I know Aviacode are a well-established company, but I would love feedback on how good they are when it comes down to the bread and butter of working for them.
Are they timely with reimbursing, are they reliable in providing regular work, are they realistic in their expectations of you as a contract/full-time coder?
They have offered me a position dependent on passing their proficiency test.
What are their proficiency tests like? In other words, do they use up-to-date codes for their reports or are they like another company who haven't updated their tests/codes for several years?


----------



## OCD_coder (May 2, 2014)

What I have found in my personal experience is they overhire for a client, then you are fighting for work, then you are audited for a period of time to see if they select you for the long-term contract per se.

I received no training/instructions on the client and how they wanted me to code the "Aviacode" way as we all have different experiences and training.  So when the auditor looks at your work, they may dink you on something that is very subjective and this will be deducted from your "piece-work" fee.  

I have found other remote companies that have a better system than Aviacode.  It works for some, I didn't rely on the work as my only income though.  I really liked their coding/data entry program, very easy to do charge entry and user friendly.
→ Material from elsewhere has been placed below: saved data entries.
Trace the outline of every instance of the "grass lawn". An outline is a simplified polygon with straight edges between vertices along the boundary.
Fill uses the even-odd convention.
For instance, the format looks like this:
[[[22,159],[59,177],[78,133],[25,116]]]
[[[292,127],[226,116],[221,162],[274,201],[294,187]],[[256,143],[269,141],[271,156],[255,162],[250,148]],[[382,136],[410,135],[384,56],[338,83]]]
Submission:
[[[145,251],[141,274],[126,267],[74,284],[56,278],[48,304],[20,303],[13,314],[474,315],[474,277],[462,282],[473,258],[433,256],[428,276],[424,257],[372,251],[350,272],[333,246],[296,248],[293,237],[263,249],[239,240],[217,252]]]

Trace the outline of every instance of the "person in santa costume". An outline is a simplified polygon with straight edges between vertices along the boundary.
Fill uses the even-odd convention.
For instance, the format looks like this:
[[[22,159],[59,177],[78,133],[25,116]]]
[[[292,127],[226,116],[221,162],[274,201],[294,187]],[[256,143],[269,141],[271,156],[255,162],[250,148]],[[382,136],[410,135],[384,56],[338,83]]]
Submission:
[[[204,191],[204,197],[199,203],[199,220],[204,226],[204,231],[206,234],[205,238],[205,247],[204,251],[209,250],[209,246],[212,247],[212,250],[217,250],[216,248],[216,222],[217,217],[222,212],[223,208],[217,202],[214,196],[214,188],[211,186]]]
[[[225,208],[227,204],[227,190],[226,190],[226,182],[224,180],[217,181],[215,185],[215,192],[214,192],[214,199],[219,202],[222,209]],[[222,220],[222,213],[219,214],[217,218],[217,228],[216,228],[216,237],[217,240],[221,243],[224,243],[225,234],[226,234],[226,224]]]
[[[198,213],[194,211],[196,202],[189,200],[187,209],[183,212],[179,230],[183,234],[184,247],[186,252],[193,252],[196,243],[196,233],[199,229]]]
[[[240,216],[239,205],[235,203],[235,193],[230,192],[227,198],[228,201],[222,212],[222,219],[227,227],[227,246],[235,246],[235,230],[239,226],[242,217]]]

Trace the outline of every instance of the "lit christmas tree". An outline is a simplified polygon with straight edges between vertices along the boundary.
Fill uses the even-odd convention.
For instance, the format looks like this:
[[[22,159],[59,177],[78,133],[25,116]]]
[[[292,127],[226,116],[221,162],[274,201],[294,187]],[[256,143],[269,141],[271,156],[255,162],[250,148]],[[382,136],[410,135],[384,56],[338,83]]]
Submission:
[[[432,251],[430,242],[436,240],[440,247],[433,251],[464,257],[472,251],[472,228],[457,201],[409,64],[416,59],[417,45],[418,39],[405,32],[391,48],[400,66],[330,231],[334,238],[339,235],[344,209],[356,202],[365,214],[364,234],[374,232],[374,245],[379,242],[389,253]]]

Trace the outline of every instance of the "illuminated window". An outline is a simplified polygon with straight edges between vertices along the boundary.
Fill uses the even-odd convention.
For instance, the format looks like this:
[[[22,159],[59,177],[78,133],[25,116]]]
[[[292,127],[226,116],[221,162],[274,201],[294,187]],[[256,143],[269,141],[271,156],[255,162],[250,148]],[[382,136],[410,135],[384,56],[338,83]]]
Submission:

They paid per their contract, which would be considered on time.


----------



## twizzle (May 3, 2014)

*Aviacode*

Just the feedback I was looking for...thanks.

I'm only looking at part-time work with them to supplement my poorly paid full-time position so I'm hoping I can put up with their "issues" such as they are.

As long as they pay and have realistic expectations, I can live with that. All this assuming I pass their proficiency tests obviously.


----------



## LCRUZ515 (May 5, 2014)

I just took the proficiency test. It was rather long. 20 notes. Does anyone know what accuracy percentage they look for?


----------